Нино вошел в гостиную, которая теперь была погружена в полумрак.
— Если я правильно поняла твои слова, — сказала Лавиния, — тебе удача не улыбнулась?
Нино пожал плечами. Было непохоже, что он разочарован или хоть сколько-нибудь недоволен.
— О, знаешь, она очень славная девушка. Не в нашем духе, но все же очень славная.
— В каком смысле — не в нашем духе? — спросила Лавиния. — У нас что же, есть свой дух? Вот не подозревала!
Нино сел на кушетку рядом с Перси, непринужденно вытянул ноги.
— Она одержимая, — проговорил он без злобы и раздражения бесстрастным тоном, так обычно говорят, когда хотят дать оценку какому-нибудь факту, явлению, настолько очевидному, что и обсуждать тут нечего. — Я даже подумал, что она с приветом.
— С чем? — нетерпеливо переспросила Лавиния. — Я не владею, как ты, Нино, уличным жаргоном.
— Сумасшедшая, если тебе угодно. Мозги набекрень. Не в своем уме. Чокнутая. У меня мелькнула было мысль, что она находится под опекой. Теперь, правда, я так не думаю. Она одержимая, но не опасная.
— Одержимая? Чем же, великий боже? — воскликнул Перси.
— Ягнятки мои, пристегните ваши ремни, привяжитесь к креслам и наберите в легкие побольше воздуху… — Он сделал паузу и произнес предельно спокойным голосом: — Она хочет отдать все свое состояние бедным.
Наступило молчание. Нино поочередно оглядел мать и Перси, как бы оценивая произведенный эффект.
— Там, наверху, она сказала тебе, что хочет отдать свои деньги бедным? — переспросил Перси.

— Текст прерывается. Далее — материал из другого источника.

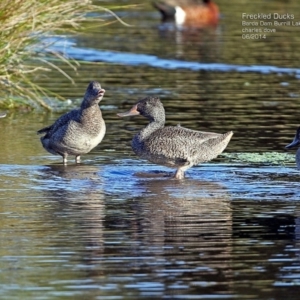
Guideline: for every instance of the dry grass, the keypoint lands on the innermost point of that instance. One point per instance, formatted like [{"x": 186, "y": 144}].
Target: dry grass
[{"x": 23, "y": 24}]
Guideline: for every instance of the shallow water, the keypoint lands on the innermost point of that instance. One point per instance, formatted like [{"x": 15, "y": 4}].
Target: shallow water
[{"x": 117, "y": 227}]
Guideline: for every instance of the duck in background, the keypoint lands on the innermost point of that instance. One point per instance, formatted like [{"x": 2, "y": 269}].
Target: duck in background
[
  {"x": 173, "y": 146},
  {"x": 78, "y": 131},
  {"x": 295, "y": 143},
  {"x": 197, "y": 14}
]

— Точно. Она выразила это другими словами, но желание ее именно таково.
— Но какого черта она выложила это тебе? Уж тебе-то она должна была рассказать такое в последнюю очередь! И что ей надобно от тебя?
— Ты не поверишь мне, — очень спокойно ответил Нино. — Она хотела, чтобы я ей помог.
— Чтобы ты ей помог? — вскричал Перси визгливым голосом и рывком вскочил. — Чтобы ты помог ей раздавать деньги бедным? Ты ?
— Просто нелепица какая-то, — проговорила Лавиния. — Послушай, Нино, ну что ты несешь! Надеюсь, это шутка?
— Вовсе нет, мать. Чистая правда, ошеломляющая истина. Мисс Сарджент окончательно и бесповоротно решила отказаться от своего состояния в пользу обездоленных всей земли, и тогда, в Риме, бог знает почему, она вбила себе в голову, что именно я тот субъект, который может помочь ей в этом богоугодном деле… Одержимая, я вам говорю. Но славная девчонка, несмотря ни на что. В общем, очень симпатичная… Кстати, Перси, она лестно отозвалась о тебе. И о тебе тоже, мать… Словом, вот так-то… Тут мы попали пальцем в небо. Но какое это имеет значение!
Перси молчал. У него вдруг появилось ощущение, будто он отыскал наконец в хитросплетении линий лицо на загадочной картинке. Весь вечер, глядя на мисс Сарджент, он догадывался, что оно где-то здесь, оно лишь пока еще спутано с другими лицами — дурочки, снобки, разнузданной интеллектуалки, борца, эстетки, — порожденными его воображением и предназначенными специально для того, чтобы запутать его, помешать ему сразу найти то, что нужно. Почти весь вечер он томился каким-то беспокойством, словно домашний пес, почуявший постороннего, пусть даже не врага, несущего дому страшную угрозу, но все же существо совсем чуждое, которому здесь просто не место, которому нечего делать в этих стенах, которое может только стеснять всех. Тогда встревоженный пес лает, кружит по комнате, и хозяин извиняющимся тоном говорит гостю: «Не знаю, что с ним такое сегодня, он так возбужден…» Вот и Перси в присутствии мисс Сарджент окончательно потерял почву под ногами, городил глупость за глупостью, залпом выпаливая напыщенные фразы. Теперь лицо видится ясно, оно просто бросается в глаза, его даже можно назвать своим именем, очень простым, очень нелепым, очевидным, оно и возмущает, и заставляет внутренне кричать: «Это немыслимо! В наши дни таких вещей не бывает! Возможно, такое случалось в прежние времена, в далекие средние века, но не теперь, не в наши дни, и в особенности — не в Америке!»